Where the Speculative Money Is Actually Going
"The altcoins are moving a lot," Lim said. "That's where the speculative money is going. It's into things like HYPE and Zcash and Venice. AI‑associated tokens are performing very well."
The pattern is consistent with what has happened in previous crypto cycles, when the large caps stall, speculative capital migrates to higher‑beta assets with stronger narratives. In the current environment, that means AI‑linked tokens, DeFi infrastructure plays, and anything connected to the decentralised trading thesis that Hyperliquid embodies.
The Pre‑IPO Perps That Nobody Else Can Offer
Beyond the HYPE token itself, Hyperliquid is winning institutional business because it consistently offers access to markets that simply do not exist anywhere else.
Lim said hedge funds are increasingly using the platform's derivatives products because they provide access to markets that are difficult or impossible to trade elsewhere. "They're very good at launching things early," he said, pointing to Hyperliquid's pre‑IPO perpetual contracts tied to companies such as SpaceX. "We have hedge funds who there's no other way to really trade that in a liquid way."
SpaceX is weeks away from its Nasdaq debut. For a hedge fund that wants directional exposure to that listing before it happens, Hyperliquid is currently the only credible liquid venue in the world. That kind of exclusive early access is exactly what institutional traders are willing to pay for.
The $800M Revenue Platform With Bigger Ambitions
The growing interest in Hyperliquid reflects a broader bet that crypto‑native trading infrastructure can expand beyond digital assets. The platform generated about $800 million in revenue in 2025 and has steadily broadened its product lineup from crypto perpetual futures into tokenized stocks, commodities and prediction‑style markets.
Grayscale has argued that Hyperliquid's long‑term significance may lie less in the HYPE token itself and more in its potential to serve as a 24/7 trading venue for a wide range of financial assets.
The One Wall Still Standing
Despite everything Hyperliquid has built and the institutional appetite behind it, one significant obstacle remains.
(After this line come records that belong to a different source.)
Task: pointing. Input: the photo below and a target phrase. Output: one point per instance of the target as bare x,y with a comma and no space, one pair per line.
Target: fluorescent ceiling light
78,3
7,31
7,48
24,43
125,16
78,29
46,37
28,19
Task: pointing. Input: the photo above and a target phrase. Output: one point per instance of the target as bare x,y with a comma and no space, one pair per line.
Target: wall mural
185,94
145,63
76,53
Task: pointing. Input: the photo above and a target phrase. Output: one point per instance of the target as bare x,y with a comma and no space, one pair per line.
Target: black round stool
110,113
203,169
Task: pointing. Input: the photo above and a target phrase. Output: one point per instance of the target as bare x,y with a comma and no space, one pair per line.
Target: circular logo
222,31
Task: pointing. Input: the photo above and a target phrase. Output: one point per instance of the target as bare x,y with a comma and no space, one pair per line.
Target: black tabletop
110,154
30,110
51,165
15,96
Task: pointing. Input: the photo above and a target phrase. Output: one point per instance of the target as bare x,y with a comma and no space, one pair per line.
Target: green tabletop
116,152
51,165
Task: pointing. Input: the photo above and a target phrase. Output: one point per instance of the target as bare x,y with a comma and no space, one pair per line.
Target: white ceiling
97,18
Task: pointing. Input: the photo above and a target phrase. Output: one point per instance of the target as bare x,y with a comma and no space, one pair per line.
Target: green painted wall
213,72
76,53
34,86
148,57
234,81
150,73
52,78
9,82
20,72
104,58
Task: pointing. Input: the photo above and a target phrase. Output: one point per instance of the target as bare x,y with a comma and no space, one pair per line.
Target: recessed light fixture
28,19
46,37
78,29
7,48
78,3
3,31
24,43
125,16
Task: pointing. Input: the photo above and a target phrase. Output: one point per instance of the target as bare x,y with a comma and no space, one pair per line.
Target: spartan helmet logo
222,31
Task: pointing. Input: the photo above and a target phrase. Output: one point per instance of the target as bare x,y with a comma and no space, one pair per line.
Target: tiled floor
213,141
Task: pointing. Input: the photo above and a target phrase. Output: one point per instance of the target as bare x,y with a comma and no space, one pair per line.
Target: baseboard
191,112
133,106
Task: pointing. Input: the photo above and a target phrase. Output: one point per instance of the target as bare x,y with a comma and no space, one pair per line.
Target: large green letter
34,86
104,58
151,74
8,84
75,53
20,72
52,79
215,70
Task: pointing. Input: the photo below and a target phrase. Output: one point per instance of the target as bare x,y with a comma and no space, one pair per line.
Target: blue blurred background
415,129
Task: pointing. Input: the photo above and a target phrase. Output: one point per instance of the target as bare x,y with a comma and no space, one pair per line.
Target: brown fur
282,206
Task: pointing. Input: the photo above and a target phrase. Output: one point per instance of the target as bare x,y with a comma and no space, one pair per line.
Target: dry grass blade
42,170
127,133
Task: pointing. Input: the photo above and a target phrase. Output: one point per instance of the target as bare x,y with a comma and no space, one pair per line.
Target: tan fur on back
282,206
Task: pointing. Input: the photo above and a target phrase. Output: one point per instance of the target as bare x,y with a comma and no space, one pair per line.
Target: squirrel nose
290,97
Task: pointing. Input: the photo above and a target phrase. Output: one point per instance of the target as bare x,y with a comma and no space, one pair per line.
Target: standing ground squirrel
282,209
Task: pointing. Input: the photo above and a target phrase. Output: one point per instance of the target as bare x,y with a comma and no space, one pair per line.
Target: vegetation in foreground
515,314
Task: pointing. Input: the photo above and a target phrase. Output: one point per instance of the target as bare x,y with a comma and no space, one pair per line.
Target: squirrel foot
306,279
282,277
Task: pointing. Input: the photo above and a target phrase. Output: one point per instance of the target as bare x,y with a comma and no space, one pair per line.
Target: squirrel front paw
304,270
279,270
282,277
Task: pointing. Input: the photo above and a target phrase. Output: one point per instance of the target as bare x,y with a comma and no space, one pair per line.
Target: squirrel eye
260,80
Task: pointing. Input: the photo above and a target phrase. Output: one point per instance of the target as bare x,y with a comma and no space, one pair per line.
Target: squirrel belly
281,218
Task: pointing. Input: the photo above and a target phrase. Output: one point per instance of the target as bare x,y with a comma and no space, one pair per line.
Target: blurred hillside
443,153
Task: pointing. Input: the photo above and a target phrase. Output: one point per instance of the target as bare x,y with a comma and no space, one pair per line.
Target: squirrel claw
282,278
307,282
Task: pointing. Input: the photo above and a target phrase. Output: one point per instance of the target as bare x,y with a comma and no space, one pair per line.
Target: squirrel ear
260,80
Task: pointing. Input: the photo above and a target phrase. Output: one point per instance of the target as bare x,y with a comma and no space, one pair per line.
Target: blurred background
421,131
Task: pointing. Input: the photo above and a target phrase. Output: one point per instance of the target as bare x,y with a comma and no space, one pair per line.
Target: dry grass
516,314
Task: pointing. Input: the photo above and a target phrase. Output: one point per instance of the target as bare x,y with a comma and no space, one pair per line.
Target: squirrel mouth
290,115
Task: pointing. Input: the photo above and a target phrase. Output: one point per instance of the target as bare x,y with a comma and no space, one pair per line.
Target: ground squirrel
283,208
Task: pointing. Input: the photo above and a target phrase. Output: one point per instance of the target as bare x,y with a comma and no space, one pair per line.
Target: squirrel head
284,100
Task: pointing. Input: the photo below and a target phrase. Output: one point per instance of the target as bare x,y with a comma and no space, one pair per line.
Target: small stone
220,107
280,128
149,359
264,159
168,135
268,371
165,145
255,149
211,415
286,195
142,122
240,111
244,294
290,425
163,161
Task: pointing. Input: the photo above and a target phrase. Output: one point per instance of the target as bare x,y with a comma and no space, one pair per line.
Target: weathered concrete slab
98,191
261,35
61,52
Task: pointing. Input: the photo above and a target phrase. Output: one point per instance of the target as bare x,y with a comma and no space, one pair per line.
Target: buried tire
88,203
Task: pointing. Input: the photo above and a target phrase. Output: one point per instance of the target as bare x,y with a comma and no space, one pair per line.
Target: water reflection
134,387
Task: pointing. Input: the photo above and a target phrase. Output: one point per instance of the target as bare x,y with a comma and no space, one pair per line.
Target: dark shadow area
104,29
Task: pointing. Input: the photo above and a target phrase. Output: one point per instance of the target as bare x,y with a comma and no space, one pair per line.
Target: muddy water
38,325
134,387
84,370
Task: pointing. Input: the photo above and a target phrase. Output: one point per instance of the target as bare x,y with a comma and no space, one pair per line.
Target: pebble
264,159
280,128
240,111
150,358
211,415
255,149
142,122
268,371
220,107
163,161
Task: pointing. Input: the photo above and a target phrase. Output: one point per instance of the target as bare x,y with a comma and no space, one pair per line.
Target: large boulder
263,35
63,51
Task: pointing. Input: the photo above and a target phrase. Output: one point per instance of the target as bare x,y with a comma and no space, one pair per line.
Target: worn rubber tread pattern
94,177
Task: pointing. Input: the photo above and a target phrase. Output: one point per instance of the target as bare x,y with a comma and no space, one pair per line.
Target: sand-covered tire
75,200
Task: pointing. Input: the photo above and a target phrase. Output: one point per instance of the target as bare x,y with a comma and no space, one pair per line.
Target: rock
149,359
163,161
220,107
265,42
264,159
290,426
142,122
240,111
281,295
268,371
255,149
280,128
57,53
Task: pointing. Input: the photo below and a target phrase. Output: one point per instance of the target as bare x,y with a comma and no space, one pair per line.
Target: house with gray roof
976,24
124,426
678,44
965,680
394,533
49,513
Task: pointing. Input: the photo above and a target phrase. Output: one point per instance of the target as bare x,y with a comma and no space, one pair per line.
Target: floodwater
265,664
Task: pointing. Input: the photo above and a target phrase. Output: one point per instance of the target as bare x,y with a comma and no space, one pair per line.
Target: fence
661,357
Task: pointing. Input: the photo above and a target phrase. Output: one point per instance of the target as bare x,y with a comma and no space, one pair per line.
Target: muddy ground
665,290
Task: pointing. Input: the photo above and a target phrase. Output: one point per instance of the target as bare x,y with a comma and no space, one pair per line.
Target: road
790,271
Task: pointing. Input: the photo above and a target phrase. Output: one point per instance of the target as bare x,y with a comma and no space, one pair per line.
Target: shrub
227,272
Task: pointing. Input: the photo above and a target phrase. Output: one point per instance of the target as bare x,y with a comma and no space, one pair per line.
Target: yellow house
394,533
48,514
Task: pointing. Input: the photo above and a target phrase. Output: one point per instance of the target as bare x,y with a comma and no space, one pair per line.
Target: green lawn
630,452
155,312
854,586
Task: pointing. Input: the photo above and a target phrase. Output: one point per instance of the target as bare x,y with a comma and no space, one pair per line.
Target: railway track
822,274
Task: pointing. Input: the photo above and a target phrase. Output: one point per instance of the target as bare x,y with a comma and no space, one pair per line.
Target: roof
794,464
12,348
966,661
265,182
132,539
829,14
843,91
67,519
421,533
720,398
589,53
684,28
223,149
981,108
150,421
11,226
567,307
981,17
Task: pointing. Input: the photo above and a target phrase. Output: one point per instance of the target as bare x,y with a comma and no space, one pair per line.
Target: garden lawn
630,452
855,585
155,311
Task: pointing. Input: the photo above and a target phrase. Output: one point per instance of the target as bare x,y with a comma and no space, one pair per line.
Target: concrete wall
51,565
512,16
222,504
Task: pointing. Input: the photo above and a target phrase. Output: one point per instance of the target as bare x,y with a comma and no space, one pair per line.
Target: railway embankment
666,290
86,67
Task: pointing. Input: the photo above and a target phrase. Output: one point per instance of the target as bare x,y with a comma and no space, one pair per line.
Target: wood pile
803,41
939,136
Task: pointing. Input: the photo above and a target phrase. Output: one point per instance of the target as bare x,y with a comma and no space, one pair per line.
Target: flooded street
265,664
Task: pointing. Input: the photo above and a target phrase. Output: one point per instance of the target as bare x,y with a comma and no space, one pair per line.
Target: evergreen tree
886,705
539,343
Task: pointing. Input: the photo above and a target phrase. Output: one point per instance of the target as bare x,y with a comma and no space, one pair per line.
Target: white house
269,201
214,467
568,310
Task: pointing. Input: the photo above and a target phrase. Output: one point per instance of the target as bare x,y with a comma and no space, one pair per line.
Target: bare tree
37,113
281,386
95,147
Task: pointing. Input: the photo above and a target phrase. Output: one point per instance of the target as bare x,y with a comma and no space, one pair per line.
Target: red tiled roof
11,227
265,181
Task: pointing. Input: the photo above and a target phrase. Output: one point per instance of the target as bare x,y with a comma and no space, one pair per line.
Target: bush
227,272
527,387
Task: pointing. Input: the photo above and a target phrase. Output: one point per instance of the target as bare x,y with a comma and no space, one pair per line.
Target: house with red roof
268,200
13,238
Regulatory developments remain a key uncertainty, particularly because the platform currently restricts US users, but supporters increasingly view Hyperliquid as a test case for how blockchain‑based markets could compete with traditional exchanges in the future.
The US market is the deepest pool of trading capital in the world. Hyperliquid cannot access it yet. But with institutions routing more volume through the platform than through Ethereum on some days, from outside the US alone, the question is no longer whether Hyperliquid is serious. It is what happens when the regulatory wall eventually comes down.